Dengan adanya Serangan Umum 1 Maret 1949 Soedirman telah menunjukkan kepada dunia saat itu bahwa Republik Indonesia dengan TNI nya masih punya kekuatan. Berkat kejadian itu maka perundingan antara Indonesia dan Belanda yang terkenal dengan perjanjian Roem-Royen dan dilanjutkan dengan Konferensi Meja Bundar. Akhirnya, KMB mendesak Belanda untuk mengakui keberadaan Republik Indonesia dan memaksa Belanda menarik diri dari tanah air.
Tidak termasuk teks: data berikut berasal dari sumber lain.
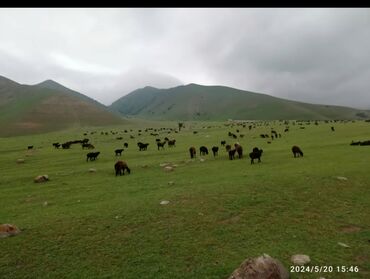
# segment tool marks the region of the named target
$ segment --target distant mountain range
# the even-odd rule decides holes
[[[0,76],[0,136],[124,124],[123,117],[152,120],[368,119],[369,110],[315,105],[225,86],[145,87],[111,106],[46,80],[23,85]]]
[[[290,101],[225,86],[189,84],[169,89],[145,87],[110,106],[122,115],[157,120],[364,119],[369,110]]]
[[[0,136],[119,123],[104,105],[55,81],[22,85],[0,76]]]

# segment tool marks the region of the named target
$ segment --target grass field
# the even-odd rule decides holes
[[[0,277],[227,278],[244,259],[267,253],[288,270],[294,254],[309,255],[310,266],[335,268],[291,278],[370,278],[370,146],[349,145],[370,139],[370,123],[290,124],[284,133],[278,121],[252,131],[186,122],[180,133],[160,134],[176,139],[176,147],[160,151],[151,131],[137,136],[137,129],[154,126],[177,123],[0,138],[0,223],[22,230],[0,239]],[[271,127],[282,137],[268,144],[259,135]],[[245,135],[237,141],[246,156],[230,161],[220,141],[233,144],[227,133],[236,129]],[[89,151],[80,145],[52,146],[92,130],[97,133],[87,138],[101,152],[96,161],[86,162]],[[100,134],[111,130],[119,133]],[[138,141],[149,142],[148,150],[139,152]],[[116,177],[114,150],[123,142],[129,147],[122,159],[132,173]],[[218,145],[219,156],[210,152],[201,162],[201,145]],[[302,148],[303,158],[293,158],[292,145]],[[264,150],[262,163],[251,165],[247,154],[255,146]],[[25,163],[17,164],[19,158]],[[164,172],[165,162],[178,167]],[[34,183],[41,174],[50,181]],[[336,272],[343,265],[360,271]]]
Bulan Juli Tahun 1949, Soedirman akhirnya mengakhiri perang gerilyanya setelah dibujuk oleh Presiden Soekarno. Tidak lama setelah itu, pada tanggal 29 Januari 1950 Soedirman menghembuskan napas terakhirnya di Magelang, akibat penyakit paru-parunya. Soedirman boleh dikatakan tidak sempat menikmati hasil perjuangannya. Namun hampir semua orang mengakui berkat perjuangannya kemerdekaan Indonesia bisa dipertahankan dan akhirnya mendapat pengakuan penuh dunia internasional.
Pemuda Muhammadiyah
Sebelum menjadi prajurit TNI, Soedirman adalah seorang pemimpin Pemuda Muhammadiyah dan kepanduan Hizbul Wathan di Karesidenan Banyumas, Jawa Tengah. Berkat kemampuan kepemimpinannya di Pemuda Muhammadiyah, Soedirman terpilih menjadi Komandan PETA daerah Banyumas. Kariernya terus menanjak hingga akhirnya terpilih menjadi Panglima Besar Tentara Keamanan Rakyat (cikal bakal TNI) pada usia 29 tahun dalam musyawarah TKR di Yogyakarta pada 12 Nopember 1945. Soedirman mengalahkan Oerip Soemohardjo, tokoh militer yang usianya jauh lebih senior.
Di hari Milad Pemuda Muhammadiyah ke – 88 tanggal 2 Mei 2020 kali ini, tidak ada salahnya jika kita berusaha kembali meneladani Soedirman, terutama dalam hal pengabdian dan keteguhan dalam memegang prinsip perjuangan. Selamat Milad ke 88 Pemuda Muhammadiyah. Semoga Allah SWT memberi petunjuk dan ridlaNya untuk kita semua. Aamiin.